The Gulf of Mannar – Palk Bay area is a backwater, Adam’s Bridge acting as a barrier to the flow of water through it. In these relatively warm waters a complex of ecosystems has grown, which could be severely affected. The effect on the environment of the project, during both the constructional and operational phases, will be immense.
Jacob John, infrastructure economist from Bangalore said that the savings in fuel for non-coastal voyages is much smaller than projected. The world shipping scenario is now dominated by large ships with 60,000 and more DWT (Dead Weight Tonnage). However, Sethusamudram channel can accommodate only ships upto 30,000 DWT. The non usage of the canal by non-coastal ships, the increasing interest rates and the high uncertainty of using the canal are also likely to make the project financially unviable. If ships are unlikely to use it; and the project is unlikely to be financially self sustaining, it is prudent to review this project at this stage even considering the amounts that have already been spent on it. In fact, it would set a good standard of public accountability and governance to constantly review projects with all the new information that progressively becomes available, Jacob John said.
Dr. C. Sureshkumar
Ph: 94472 05913
‘Detailed studies on impact of SSCP needed’
The Hindu, Oct. 18, 2007
Kochi (PTI): Detailed studies are required to find the impact of the Sethusamudram project and scientists have to play a pro-active role in providing a benchmark data to scientifically analyse its viability, a top official of the Kerala State Council for Science and Technology and Environment said on Thursday.
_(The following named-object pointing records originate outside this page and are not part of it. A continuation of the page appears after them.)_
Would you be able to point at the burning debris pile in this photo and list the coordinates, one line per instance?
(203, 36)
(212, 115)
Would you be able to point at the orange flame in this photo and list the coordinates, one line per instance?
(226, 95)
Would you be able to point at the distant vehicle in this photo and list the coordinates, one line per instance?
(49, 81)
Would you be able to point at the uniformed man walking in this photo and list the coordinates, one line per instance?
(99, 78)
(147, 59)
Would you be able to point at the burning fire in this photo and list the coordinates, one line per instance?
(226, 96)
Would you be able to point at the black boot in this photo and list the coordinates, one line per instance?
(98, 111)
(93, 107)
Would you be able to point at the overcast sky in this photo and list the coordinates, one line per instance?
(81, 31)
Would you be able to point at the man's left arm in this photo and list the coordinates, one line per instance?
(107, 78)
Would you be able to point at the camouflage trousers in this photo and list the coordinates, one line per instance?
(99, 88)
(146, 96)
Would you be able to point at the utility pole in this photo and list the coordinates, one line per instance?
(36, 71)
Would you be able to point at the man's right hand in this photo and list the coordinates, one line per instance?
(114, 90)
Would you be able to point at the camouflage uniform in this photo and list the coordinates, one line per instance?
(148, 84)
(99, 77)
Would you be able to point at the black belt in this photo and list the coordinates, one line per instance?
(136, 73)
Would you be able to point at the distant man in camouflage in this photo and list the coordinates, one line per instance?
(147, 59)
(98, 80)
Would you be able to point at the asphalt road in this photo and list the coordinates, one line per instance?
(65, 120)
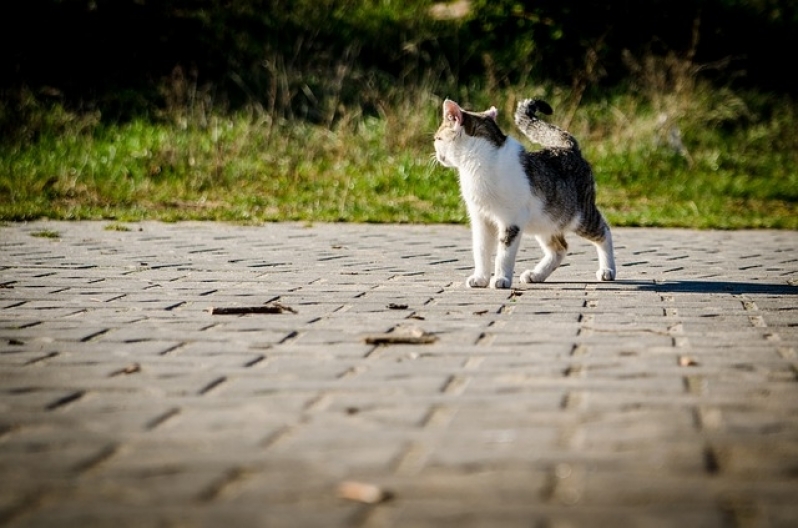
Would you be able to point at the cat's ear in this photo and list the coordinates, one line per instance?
(452, 112)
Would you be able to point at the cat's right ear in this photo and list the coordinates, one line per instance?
(452, 112)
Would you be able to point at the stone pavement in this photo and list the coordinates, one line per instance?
(667, 398)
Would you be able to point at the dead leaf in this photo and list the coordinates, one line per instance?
(363, 492)
(130, 369)
(687, 361)
(402, 335)
(271, 308)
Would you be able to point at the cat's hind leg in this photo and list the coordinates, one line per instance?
(554, 250)
(601, 237)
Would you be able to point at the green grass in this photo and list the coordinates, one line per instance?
(46, 233)
(244, 167)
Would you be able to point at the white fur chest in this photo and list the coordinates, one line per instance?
(492, 180)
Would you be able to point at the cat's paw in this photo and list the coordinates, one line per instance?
(502, 283)
(605, 274)
(477, 281)
(530, 276)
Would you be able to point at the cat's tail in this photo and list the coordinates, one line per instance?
(538, 131)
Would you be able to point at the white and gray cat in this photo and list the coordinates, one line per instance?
(509, 190)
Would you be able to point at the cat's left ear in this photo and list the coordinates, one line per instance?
(452, 112)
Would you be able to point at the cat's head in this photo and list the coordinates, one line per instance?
(463, 132)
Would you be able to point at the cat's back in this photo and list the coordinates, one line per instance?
(557, 164)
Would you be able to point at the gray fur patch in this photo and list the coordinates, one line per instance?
(478, 125)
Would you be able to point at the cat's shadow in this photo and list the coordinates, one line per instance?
(706, 286)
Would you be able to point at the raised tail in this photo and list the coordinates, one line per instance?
(540, 132)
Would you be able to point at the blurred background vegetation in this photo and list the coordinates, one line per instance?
(254, 110)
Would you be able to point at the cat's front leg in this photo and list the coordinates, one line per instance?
(506, 252)
(483, 239)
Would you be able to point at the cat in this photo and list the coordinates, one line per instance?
(509, 190)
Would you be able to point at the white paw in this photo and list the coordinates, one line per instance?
(605, 274)
(502, 283)
(476, 281)
(530, 276)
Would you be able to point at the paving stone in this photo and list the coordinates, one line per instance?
(666, 398)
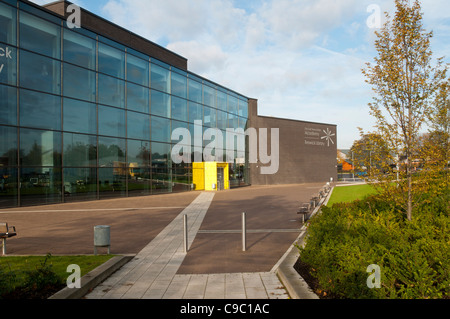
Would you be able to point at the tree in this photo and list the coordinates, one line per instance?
(405, 83)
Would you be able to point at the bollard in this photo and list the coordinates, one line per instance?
(102, 238)
(185, 232)
(244, 233)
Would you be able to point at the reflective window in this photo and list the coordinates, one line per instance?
(179, 85)
(8, 105)
(79, 117)
(40, 73)
(232, 104)
(111, 121)
(222, 120)
(79, 150)
(7, 24)
(40, 148)
(222, 101)
(111, 91)
(179, 109)
(80, 184)
(40, 110)
(243, 108)
(195, 91)
(40, 185)
(138, 155)
(111, 152)
(8, 65)
(209, 96)
(160, 78)
(137, 70)
(195, 112)
(111, 61)
(40, 36)
(79, 50)
(161, 131)
(138, 126)
(160, 104)
(138, 98)
(8, 186)
(79, 83)
(160, 158)
(8, 146)
(210, 115)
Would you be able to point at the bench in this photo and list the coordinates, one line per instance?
(304, 210)
(6, 232)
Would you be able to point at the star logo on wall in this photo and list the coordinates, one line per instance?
(328, 136)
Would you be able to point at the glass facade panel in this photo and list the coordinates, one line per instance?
(161, 131)
(179, 85)
(112, 182)
(40, 185)
(160, 104)
(8, 186)
(111, 152)
(160, 78)
(111, 91)
(138, 154)
(79, 150)
(8, 146)
(40, 110)
(222, 101)
(83, 117)
(8, 105)
(8, 65)
(138, 126)
(137, 70)
(209, 96)
(138, 98)
(79, 50)
(111, 61)
(179, 109)
(79, 117)
(79, 83)
(80, 184)
(40, 148)
(40, 36)
(8, 25)
(210, 116)
(195, 112)
(195, 91)
(111, 121)
(40, 73)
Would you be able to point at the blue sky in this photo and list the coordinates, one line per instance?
(301, 59)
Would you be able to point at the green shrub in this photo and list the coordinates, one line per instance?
(414, 256)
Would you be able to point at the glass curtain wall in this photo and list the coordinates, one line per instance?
(83, 117)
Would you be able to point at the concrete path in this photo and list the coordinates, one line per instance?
(152, 274)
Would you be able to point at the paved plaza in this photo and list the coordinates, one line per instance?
(151, 228)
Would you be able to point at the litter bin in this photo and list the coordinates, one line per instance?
(102, 236)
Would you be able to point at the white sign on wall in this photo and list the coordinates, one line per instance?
(319, 137)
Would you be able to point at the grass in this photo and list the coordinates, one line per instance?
(347, 194)
(20, 265)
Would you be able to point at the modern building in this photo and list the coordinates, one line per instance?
(87, 113)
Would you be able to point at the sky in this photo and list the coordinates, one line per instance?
(301, 59)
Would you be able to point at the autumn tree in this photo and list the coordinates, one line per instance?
(405, 83)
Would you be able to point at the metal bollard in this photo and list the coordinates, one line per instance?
(185, 231)
(102, 238)
(244, 232)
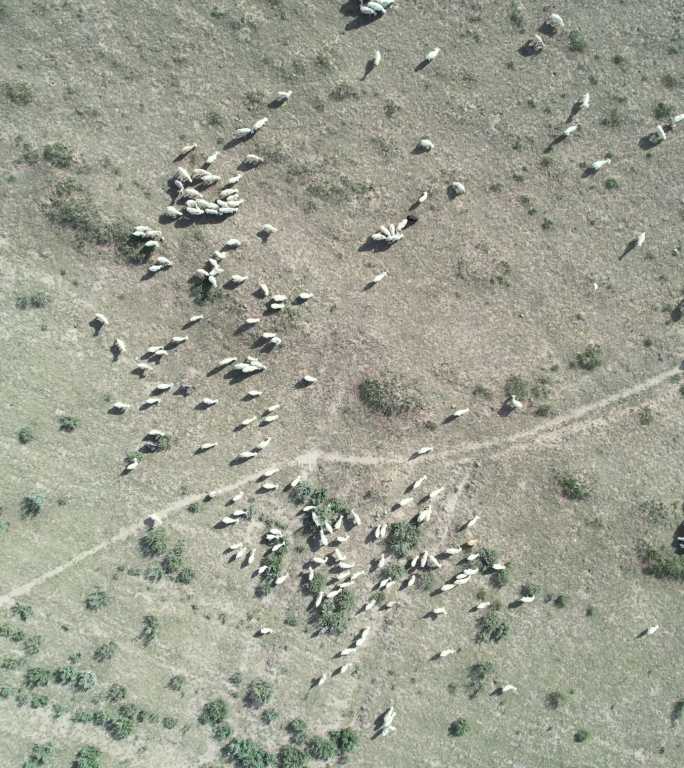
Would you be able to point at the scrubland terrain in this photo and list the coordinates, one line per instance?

The projected economic benefits like savings in distance and fuel costs would not tally with the exact cost-benefit if an analysis was performed, E P Yesodharan, executive vice president of KSCSTE said at a national-level seminar on the project here.
Further, detailed modelling studies are required to realise the impacts of excavating a channel along “Ram Sethu” in view of the natural calamities frequenting the Kerala coast.
The speakers opined that arguments for and against the project should be based on actual ecological and socio- economic paradigms and scientists should play a pro-active role.
C.S.P. Iyer, former director C-Mars, a research lab based in Thiruvananthapuram said that the Environmental Impact Assessment (EIA) carried out by the National Environmental Engineering Research Institute, Nagpur, based on which clearance was given to the project, had not considered the recent studies on the sedimentation dynamics.
“The EIA has only looked at the sedimentation dynamics of a small area, but ignored the adjacent portions”, he said.
The Palk Bay is considered as an area with high sedimentation rate. On an average, 14 cyclones were believed to have hit the east coast, besides the tsunami.
This has not been taken into account in the ELA Report, he said.